Sols potentiellement pollués par le chlordécone en Martinique, 2018 (Source)

Non-lieu après 16 ans de procédure judiciaire

L'association guadeloupéenne Vivre fait partie des 17 parties civiles ayant déposé plainte en 2006 pour "empoisonnement", "mise en danger de la vie d’autrui", "administration de substance nuisible" et "tromperie sur les risques inhérents à l’utilisation des marchandises". Mais après 16 ans de procédure, le 2 janvier 2023, la justice a rendu un non-lieu définitif, estimant difficile de prouver l'infraction pénale au regard des connaissances de l'époque. Un déni de justice, dénoncent les associations impliquées, alors que des analyses de sang avaient révélé que 90% des antillais étaient contaminés par le chlordécone. Chez 14% des guadeloupéens et 25% des martiniquais, cette concentration dépassait la valeur toxicologique de référence, au-delà de laquelle des risques pour la santé ne peuvent pas être écartés.
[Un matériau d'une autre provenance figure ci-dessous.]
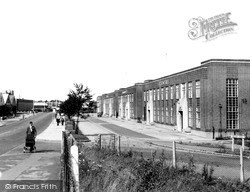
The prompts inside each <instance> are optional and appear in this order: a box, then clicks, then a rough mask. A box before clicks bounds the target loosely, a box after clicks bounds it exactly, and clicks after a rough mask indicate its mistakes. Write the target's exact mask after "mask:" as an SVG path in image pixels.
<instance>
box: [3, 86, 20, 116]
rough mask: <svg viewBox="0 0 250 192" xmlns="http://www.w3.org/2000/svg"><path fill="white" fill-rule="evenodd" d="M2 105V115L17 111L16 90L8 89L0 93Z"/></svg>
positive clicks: (9, 114)
mask: <svg viewBox="0 0 250 192" xmlns="http://www.w3.org/2000/svg"><path fill="white" fill-rule="evenodd" d="M0 107H1V110H0V111H1V115H5V116H8V115H15V114H16V112H17V110H16V109H17V103H16V98H15V95H14V91H6V92H4V93H0Z"/></svg>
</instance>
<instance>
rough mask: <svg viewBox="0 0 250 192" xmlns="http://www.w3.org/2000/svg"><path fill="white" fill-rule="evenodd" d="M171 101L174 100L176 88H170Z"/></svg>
mask: <svg viewBox="0 0 250 192" xmlns="http://www.w3.org/2000/svg"><path fill="white" fill-rule="evenodd" d="M170 99H174V87H173V86H171V87H170Z"/></svg>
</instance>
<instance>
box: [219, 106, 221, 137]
mask: <svg viewBox="0 0 250 192" xmlns="http://www.w3.org/2000/svg"><path fill="white" fill-rule="evenodd" d="M219 109H220V128H219V133H220V138H222V116H221V109H222V105H221V104H219Z"/></svg>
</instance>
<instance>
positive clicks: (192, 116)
mask: <svg viewBox="0 0 250 192" xmlns="http://www.w3.org/2000/svg"><path fill="white" fill-rule="evenodd" d="M188 126H189V127H193V102H192V98H189V99H188Z"/></svg>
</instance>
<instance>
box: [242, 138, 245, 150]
mask: <svg viewBox="0 0 250 192" xmlns="http://www.w3.org/2000/svg"><path fill="white" fill-rule="evenodd" d="M242 150H243V151H244V150H245V139H244V138H242Z"/></svg>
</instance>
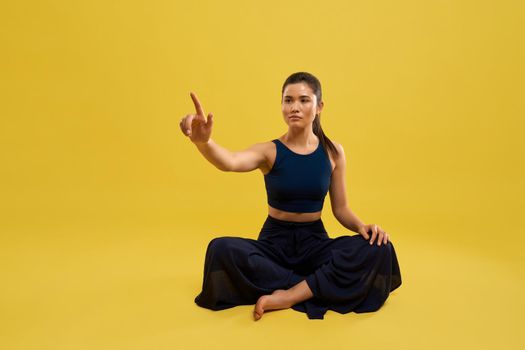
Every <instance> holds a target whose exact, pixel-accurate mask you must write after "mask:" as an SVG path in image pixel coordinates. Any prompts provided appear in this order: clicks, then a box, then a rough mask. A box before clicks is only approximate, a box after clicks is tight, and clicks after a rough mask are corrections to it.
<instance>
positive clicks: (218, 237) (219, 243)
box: [208, 237, 235, 256]
mask: <svg viewBox="0 0 525 350" xmlns="http://www.w3.org/2000/svg"><path fill="white" fill-rule="evenodd" d="M234 239H235V238H233V237H217V238H214V239H212V240H211V241H210V243H209V244H208V254H213V255H215V256H225V255H227V254H228V253H229V252H230V251H231V249H232V247H233V246H234V244H233V240H234Z"/></svg>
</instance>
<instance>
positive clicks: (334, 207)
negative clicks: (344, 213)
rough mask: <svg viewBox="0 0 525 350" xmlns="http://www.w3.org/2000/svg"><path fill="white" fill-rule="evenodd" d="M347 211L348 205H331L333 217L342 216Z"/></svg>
mask: <svg viewBox="0 0 525 350" xmlns="http://www.w3.org/2000/svg"><path fill="white" fill-rule="evenodd" d="M347 211H348V206H346V205H344V206H340V207H332V214H334V217H335V218H336V219H338V220H339V218H340V217H341V216H344V213H345V212H347Z"/></svg>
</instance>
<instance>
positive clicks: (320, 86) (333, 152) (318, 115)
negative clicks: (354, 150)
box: [281, 72, 339, 155]
mask: <svg viewBox="0 0 525 350" xmlns="http://www.w3.org/2000/svg"><path fill="white" fill-rule="evenodd" d="M302 82H304V83H306V84H308V86H309V87H310V88H311V89H312V91H313V92H314V94H315V96H316V97H317V105H319V103H321V101H322V100H323V93H322V91H321V82H320V81H319V79H317V78H316V77H315V76H314V75H312V74H310V73H307V72H297V73H293V74H292V75H290V76H289V77H288V78H286V80H285V82H284V84H283V89H282V91H281V96H282V95H283V94H284V89H285V88H286V86H287V85H288V84H296V83H302ZM312 127H313V132H314V134H316V135H317V137H319V142H321V144H322V145H323V150H324V151H325V153H326V152H327V151H330V152H331V153H332V154H333V155H337V154H339V152H338V151H337V148H335V145H334V144H333V142H332V141H330V139H329V138H328V136H326V135H325V133H324V132H323V128H322V127H321V114H320V113H319V114H317V115H316V116H315V119H314V123H313V126H312ZM327 155H328V153H327Z"/></svg>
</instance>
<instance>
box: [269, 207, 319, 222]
mask: <svg viewBox="0 0 525 350" xmlns="http://www.w3.org/2000/svg"><path fill="white" fill-rule="evenodd" d="M268 215H270V216H271V217H273V218H276V219H279V220H284V221H295V222H308V221H316V220H318V219H320V218H321V211H317V212H314V213H292V212H289V211H283V210H279V209H276V208H273V207H272V206H270V205H269V206H268Z"/></svg>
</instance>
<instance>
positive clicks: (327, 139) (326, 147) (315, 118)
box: [313, 114, 339, 156]
mask: <svg viewBox="0 0 525 350" xmlns="http://www.w3.org/2000/svg"><path fill="white" fill-rule="evenodd" d="M313 132H314V134H315V135H317V137H318V138H319V142H321V144H322V145H323V150H324V152H325V153H326V155H328V151H329V152H330V153H331V154H332V155H334V156H336V155H338V154H339V151H338V150H337V148H336V147H335V145H334V143H333V142H332V141H331V140H330V139H329V138H328V136H326V135H325V134H324V131H323V128H322V127H321V114H316V115H315V119H314V123H313Z"/></svg>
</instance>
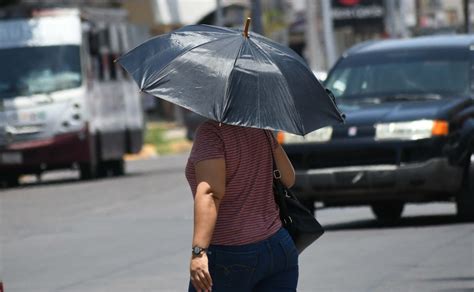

Cancers et atteintes hormonales

Certains de ces risques sont connus. Selon le Pr Luc Multigner, directeur de recherche à l'Inserm, 5 à 7% des cas de cancers de la prostate observés aux Antilles seraient attribuables au chlordécone. Aucune recherche n'a cependant été menée sur d'autres types de cancers, et en particulier, rien sur la santé des femmes. Une autre étude de l'équipe du Pr Multigner a cependant mis en évidence un lien entre l'exposition pré et post-natale au chlordécone et un risque accru de prématurité, ainsi qu'une atteinte hormonale pouvant interférer sur le neuro-développement, le poids et la taille des enfants jusqu'à l'âge de 7 ans. Des effets "relativements modérés" au niveau individuel qui pourraient cependant "avoir un impact non négligeable au niveau de la population", conclut le Pr Multigner.

Dans son plan Chlordécone IV (2021-2027), le gouvernement annonce financer la recherche pour décontaminer les sols, et mieux comprendre l'impact du pesticide sur les territoires et sa population. Mais les autorités font face à un autre problème : la méfiance d'une population antillaise déçue et en colère.